Malev air were doing a flight Dublin Athens last year but not sure if they are still doing it. Don't think there is a direct flight to any of the islands, unless its a charter in high season


----------



## Plek Trum (12 Jan 2009)

It's proving nearly (if not entirely) impossible!  Been a long day here though so I may not be seeing things too clearly.  I want to book flight only as I have a large gift voucher for worldwide hotels to use and this would be perfect.  

Maybe ex London is the way to go? Grand going out but a lot of effort coming home. 

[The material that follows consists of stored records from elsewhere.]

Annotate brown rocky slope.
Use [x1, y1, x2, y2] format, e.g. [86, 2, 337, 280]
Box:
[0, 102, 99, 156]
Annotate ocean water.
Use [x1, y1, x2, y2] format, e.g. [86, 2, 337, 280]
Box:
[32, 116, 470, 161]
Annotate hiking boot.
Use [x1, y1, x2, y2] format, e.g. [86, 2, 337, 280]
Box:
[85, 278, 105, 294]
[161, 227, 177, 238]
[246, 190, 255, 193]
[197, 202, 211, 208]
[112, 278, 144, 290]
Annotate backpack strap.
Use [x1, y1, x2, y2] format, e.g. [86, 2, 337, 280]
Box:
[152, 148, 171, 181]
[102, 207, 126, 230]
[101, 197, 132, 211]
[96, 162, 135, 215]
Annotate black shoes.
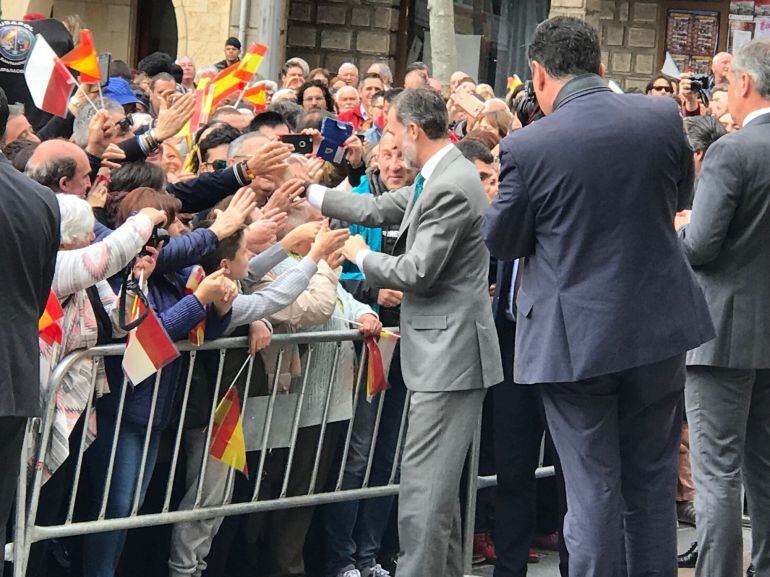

All other suggestions and help welcome!


----------



## Graham_07 (12 Jan 2009)

Santorini is beautiful. Got there last year ex Cork just before XL went bust. Can't find any similar now. THink Falcon/JWT or Budget are doing Zykanthos in Summer 09 though.


----------



## Plek Trum (12 Jan 2009)

You timed it well Graham.. on all fronts! Heard that it is beautiful alright, top place to visit.  Fingers crossed we get flights organised with some ease and convenience, I dont think anyone has / will pick up the Cork - Santorini flight.. awful shame!


----------



## lou2 (12 Jan 2009)

We are really missing out on some of the Greek Islands in terms of direct flights to Ireland. I was a regular visitor to Rhodes but Budget Travel withdrew their direct flight from Dublin last summer and are not reinstating it this year which is a real pity as we loved it over there.


----------



## woodbine (12 Jan 2009)

Zakynthos is beautiful and the resorts of Alykes & Alikanas are very much family orientated. 

But even last year i found it impossible to get direct flight-only from Cork.

You'll get them from UK airports but remember it's often called "Zante" in England.


----------